In the current study, the data suggest a positive correlation between heat resistance and dormancy (i.e. low germination rate) of spores, with the highest heat resistance and dormancy for biofilm-derived spores. A positive correlation between heat resistance and dormancy has been shown before for different Bacillus species, including B. megaterium, B. cereus and B. subtilis (Ghosh et al. 2009). Moreover, sporulation in biofilms has been studied in both B. cereus and B. subtilis (Branda et al. 2001; Wijman et al. 2007), and separate studies on biofilm-derived spores were performed to identify the resistance to sanitizing agents (Ryu and Beuchat 2005) and the germination capacity (Lindsay et al. 2006).

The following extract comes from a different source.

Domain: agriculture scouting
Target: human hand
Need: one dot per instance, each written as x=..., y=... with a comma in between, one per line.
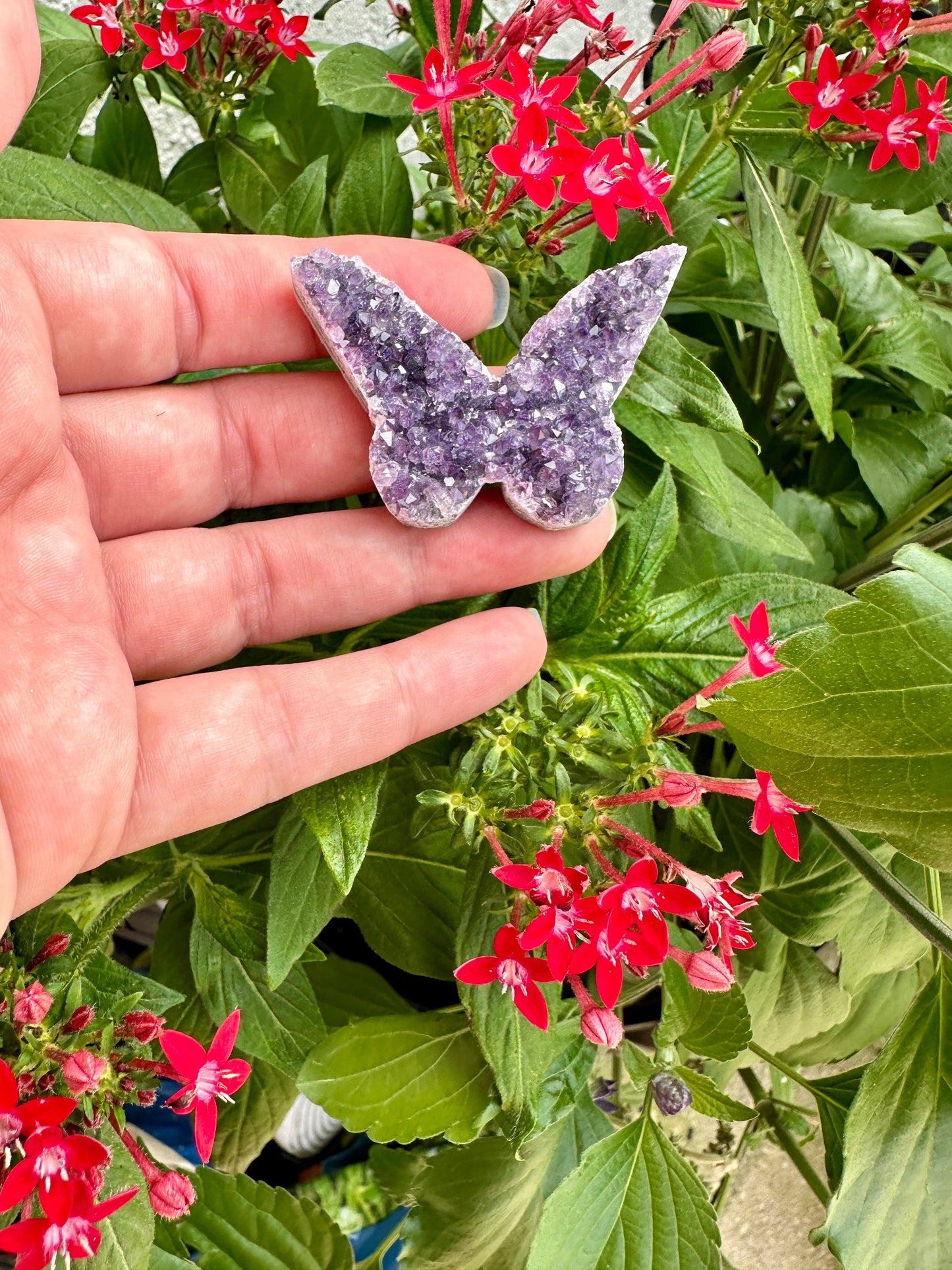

However, this study is the first to compare the impact of sporulation in biofilms with the impact of sporulation in other conditions on a combination of spore characteristics such as germination, heat resistance and size. Now, it will be essential to further study the outer layers of the spore, including the cortex, the coat and the exosporium, and to study the germinant receptors, to see whether the germination diversity between spore batches from different backgrounds can be linked to altered outer layers and/or germinant receptor composition and/or activity (Moir 2006; Ghosh et al. 2008; Setlow 2012; Zhang et al. 2012).

Germination on rice was shown in this study to be inefficient for emetic toxin-producing strains (Fig. 1). This is somewhat surprising, because many emetic type gastrointestinal disease events are related to the consumption of farinaceous foods, such as rice and pasta (Kramer and Gilbert 1989; Shinagawa 1990). In the current study, strain F3752A/86 and AH187 showed germination on rice, and these strains were isolated from rice and a rice-associated outbreak, respectively. Three other strains isolated from rice or rice-associated outbreaks did not germinate on rice plates, together with three strains isolated from other foods. Notably, we have observed that the addition of a small amount of meat broth (0·1% w/w Lab-lemco) to rice was sufficient to induce 100% germination for all strains (data not shown). It will be interesting to analyse links between B. cereus-caused emesis and farinaceous foods that were either mixed or not mixed with meats and vegetables, because in the latter case, a range of germinants is provided leading to efficient germination of spores that survive the first processing steps.

In conclusion, the five different sporulation conditions were shown to influence size, heat resistance and germination capacity of spores derived from emetic toxin-producing B. cereus strains. In addition, clear differences in spore properties were observed between the eight strains tested, with no apparent relation with the origin of these strains. Finally, in industrial settings, the production of spores may occur in different settings, including biofilms, a condition shown to be associated with the production of spores with increased dormancy and heat resistance.